Well, Thursday night brought more of the same, though with others he was at least fairly content; it really didn't seem to faze him too much that he was so hungry. Which I'm very thankful for (though we're not through this yet, and I'm not certain we've seen the worst of it either). Anyhow, my mother-in-law and I discussed our concerns to one another this morning, and quickly got to thinking what else we could do. We called our family doctor; however, since the medical clinic is in the process of moving, I was not able to connect through on the phone. So I then tried the health nurse, who basically said, after hearing this whole saga, that we were doing all that we could, really. Still wanting help, and on the advice of the nurse after I suggested I take him to emerg. to see if he was dehydrated or perhaps had an infection, we were off to the hospital this morning. However, we came home, 2+ hours and a great deal of waiting later, with absolutely no headway made there either. No one seems to have an answer as to why he won't take the bottle...
...especially when he sucks on a pacifier. That's what gets me. You can't even trick him that way, by quickly exchanging one for the other. And it would be a whole different thing if he'd never taken a bottle before, but he did... even if he didn't do it well, he drank. In fact, we have a few times convinced him to suck, but after 5 or 6 gulps he realizes what he is doing and will have no more of it. I've never seen a baby curl his tongue so quickly to the roof of his mouth in avoidance of food. It's milk, Braylon, I promise. I'm only trying to feed you!!
I'm quick to become frustrated at this point, and I know that doesn't help. But I'm going through pain of my own, as now I'm engorged and still cracked, though at least they are beginning to heal as he hasn't nursed in 30 hours. And I hate to rely on our parents so much (Braylon is still with my mother-in-law, who graciously kept him this afternoon because I am so sore in the chest that I can't even pick up my own son... which gets me to crying... which also doesn't help), but man am I ever grateful we have them close. I don't think I could do this without our family's help because I've never seen such a stubborn baby in this regard. And I'm hoping against all odds that he'll just decide, hopefully sooner than later, to drink from the bottle because I'm not going to be able to nurse him any more. I could have likely done so today, but then the headway I made in healing would have been sacrificed, and we'd likely have to go through this ordeal again at some later point, when we've already been doing this for 4 days now. But what a tough week.
So, now you see why I've not really been a frequent blogger. But thanks for hearing me out. I do count my blessings, I have beautiful healthy precious boys that I am very thankful for. They are my world. But I just wish I could know that we'll get through this - I mean, I know we will but like I said earlier, I don't think we're through the worst part of it so I can't even at present see the light at the end of the tunnel. And yet I know, don't sweat the small stuff...

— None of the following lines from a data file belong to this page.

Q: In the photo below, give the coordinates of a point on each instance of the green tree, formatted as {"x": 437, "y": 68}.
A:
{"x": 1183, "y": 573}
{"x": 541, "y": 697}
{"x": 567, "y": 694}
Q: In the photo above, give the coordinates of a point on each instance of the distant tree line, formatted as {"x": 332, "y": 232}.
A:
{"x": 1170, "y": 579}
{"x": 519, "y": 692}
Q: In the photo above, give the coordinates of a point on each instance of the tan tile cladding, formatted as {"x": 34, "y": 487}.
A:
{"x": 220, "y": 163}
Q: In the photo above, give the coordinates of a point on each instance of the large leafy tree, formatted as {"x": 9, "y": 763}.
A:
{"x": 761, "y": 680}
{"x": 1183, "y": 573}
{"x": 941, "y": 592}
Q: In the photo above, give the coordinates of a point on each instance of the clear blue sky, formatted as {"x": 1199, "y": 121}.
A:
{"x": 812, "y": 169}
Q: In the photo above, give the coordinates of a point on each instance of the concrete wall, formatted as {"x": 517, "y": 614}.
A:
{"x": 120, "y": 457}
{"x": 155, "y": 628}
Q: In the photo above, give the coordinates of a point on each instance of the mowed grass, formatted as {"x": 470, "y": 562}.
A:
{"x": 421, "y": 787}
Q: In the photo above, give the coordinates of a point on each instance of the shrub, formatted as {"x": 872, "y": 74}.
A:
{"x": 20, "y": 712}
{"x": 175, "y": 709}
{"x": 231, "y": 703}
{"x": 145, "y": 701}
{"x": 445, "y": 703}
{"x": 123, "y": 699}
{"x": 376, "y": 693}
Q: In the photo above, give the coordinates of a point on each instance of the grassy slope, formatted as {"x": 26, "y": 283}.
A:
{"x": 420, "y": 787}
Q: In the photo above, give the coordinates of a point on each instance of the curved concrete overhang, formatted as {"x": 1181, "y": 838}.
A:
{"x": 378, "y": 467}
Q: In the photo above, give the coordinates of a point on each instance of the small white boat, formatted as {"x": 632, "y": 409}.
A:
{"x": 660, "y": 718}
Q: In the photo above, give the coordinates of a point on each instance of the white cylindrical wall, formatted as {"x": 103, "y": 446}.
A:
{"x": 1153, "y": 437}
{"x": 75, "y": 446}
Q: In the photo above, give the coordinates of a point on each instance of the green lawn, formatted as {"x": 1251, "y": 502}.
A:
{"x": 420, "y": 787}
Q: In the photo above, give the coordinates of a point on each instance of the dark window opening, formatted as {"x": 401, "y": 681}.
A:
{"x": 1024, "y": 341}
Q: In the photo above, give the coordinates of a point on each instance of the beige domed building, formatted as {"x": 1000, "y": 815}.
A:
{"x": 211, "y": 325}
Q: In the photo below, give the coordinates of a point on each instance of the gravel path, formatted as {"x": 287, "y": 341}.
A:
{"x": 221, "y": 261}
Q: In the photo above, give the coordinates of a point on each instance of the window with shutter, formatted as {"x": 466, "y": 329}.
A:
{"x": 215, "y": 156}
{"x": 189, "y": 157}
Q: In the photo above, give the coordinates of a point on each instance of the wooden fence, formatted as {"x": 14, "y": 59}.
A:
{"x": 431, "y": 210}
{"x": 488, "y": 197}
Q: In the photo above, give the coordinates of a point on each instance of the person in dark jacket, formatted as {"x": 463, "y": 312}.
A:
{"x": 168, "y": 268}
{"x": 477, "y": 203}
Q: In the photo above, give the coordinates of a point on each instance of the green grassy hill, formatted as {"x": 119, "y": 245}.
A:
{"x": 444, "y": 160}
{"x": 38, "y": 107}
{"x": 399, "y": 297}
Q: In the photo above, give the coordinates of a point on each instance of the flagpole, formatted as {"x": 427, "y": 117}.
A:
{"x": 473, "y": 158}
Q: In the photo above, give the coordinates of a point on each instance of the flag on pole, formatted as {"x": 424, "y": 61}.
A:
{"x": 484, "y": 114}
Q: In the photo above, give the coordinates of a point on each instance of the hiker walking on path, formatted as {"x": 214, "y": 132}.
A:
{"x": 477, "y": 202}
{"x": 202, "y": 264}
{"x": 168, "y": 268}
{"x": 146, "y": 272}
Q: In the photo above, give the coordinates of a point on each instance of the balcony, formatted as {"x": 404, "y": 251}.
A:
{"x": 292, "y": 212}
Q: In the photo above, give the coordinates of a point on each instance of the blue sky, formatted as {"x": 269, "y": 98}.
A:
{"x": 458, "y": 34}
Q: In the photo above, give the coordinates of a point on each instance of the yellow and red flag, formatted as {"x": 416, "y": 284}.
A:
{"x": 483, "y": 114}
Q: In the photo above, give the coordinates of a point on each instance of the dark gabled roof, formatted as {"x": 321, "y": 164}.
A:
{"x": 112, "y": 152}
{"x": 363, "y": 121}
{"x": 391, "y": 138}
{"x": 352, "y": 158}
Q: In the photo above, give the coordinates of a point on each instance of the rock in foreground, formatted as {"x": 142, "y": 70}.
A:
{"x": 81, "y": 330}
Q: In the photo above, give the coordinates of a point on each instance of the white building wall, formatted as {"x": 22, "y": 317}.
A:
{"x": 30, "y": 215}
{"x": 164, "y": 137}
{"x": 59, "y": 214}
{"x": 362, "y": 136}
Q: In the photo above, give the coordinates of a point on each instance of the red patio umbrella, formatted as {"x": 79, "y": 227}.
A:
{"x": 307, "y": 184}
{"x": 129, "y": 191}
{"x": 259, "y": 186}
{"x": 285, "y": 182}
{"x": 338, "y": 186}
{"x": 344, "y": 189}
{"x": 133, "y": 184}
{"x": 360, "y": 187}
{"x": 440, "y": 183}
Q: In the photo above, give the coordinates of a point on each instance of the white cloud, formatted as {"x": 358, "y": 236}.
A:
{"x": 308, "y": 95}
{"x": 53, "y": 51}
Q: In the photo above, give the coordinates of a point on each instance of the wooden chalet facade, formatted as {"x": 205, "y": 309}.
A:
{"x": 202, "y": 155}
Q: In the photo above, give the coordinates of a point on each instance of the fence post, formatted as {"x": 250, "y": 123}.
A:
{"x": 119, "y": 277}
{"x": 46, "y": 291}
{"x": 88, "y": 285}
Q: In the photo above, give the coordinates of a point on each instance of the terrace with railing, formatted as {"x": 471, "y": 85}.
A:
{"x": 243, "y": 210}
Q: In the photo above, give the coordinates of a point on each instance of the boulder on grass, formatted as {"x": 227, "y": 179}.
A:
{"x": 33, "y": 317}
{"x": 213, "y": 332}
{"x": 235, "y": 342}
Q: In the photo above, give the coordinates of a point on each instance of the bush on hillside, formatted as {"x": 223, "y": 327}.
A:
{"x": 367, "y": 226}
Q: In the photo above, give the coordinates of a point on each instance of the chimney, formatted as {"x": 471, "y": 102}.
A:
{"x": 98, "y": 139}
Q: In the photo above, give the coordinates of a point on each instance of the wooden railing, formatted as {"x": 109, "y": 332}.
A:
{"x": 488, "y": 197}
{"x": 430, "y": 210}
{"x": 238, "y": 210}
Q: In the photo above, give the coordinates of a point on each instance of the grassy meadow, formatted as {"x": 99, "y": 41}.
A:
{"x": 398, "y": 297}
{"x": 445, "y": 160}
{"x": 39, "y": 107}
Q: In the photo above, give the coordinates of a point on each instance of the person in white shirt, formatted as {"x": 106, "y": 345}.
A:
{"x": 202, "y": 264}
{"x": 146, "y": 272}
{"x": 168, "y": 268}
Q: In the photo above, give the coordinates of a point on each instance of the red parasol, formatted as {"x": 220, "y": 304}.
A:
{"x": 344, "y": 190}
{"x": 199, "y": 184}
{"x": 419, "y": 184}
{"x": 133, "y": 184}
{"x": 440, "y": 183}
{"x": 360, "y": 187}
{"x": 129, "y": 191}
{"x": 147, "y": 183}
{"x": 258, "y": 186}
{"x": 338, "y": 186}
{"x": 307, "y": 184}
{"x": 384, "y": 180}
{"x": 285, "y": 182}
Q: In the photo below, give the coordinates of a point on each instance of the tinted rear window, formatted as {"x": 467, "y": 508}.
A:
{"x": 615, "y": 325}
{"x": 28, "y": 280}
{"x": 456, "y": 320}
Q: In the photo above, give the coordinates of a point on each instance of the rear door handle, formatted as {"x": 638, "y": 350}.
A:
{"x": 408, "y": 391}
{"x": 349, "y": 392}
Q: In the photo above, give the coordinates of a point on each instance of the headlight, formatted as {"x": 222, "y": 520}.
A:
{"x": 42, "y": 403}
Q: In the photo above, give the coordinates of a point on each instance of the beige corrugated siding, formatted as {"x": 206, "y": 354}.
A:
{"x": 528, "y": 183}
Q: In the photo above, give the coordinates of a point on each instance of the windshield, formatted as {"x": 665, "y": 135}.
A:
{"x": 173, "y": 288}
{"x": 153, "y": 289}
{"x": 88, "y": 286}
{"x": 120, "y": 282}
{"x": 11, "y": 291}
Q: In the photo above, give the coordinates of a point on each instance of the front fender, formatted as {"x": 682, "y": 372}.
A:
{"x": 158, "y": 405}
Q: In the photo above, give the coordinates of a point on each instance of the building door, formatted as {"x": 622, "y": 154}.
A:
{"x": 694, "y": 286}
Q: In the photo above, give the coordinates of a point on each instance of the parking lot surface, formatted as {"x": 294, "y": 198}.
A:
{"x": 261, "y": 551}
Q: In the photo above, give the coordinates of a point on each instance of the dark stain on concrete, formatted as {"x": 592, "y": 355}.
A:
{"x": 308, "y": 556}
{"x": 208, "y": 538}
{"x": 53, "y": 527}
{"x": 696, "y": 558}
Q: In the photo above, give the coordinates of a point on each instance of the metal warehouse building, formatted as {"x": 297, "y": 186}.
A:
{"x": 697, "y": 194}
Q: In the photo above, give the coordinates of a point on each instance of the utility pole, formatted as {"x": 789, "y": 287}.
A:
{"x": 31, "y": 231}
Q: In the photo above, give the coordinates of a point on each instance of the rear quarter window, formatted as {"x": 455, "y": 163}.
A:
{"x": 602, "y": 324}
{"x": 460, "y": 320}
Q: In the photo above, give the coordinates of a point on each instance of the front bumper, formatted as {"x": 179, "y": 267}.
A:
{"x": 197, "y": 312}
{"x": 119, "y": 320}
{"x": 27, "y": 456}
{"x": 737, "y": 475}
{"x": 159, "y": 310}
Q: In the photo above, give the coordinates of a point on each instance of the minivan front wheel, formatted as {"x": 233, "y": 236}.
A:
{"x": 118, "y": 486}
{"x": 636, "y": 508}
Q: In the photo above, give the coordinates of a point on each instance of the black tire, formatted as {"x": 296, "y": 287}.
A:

P.S. Had I known I was headed for this dilemma I would never have bothered to scribble down my original rant, which had more to do with Braylon continuing to nurse through the night at 6 months than this. That was before all of this, and I'm glad I decided to not get into that now knowing that it went from bad to worse! I'd have felt silly to complain about that... though I really can't complain at all, actually, even though I have just done so at length. I've honestly had two very good experiences thus far, both my babies have been good babies.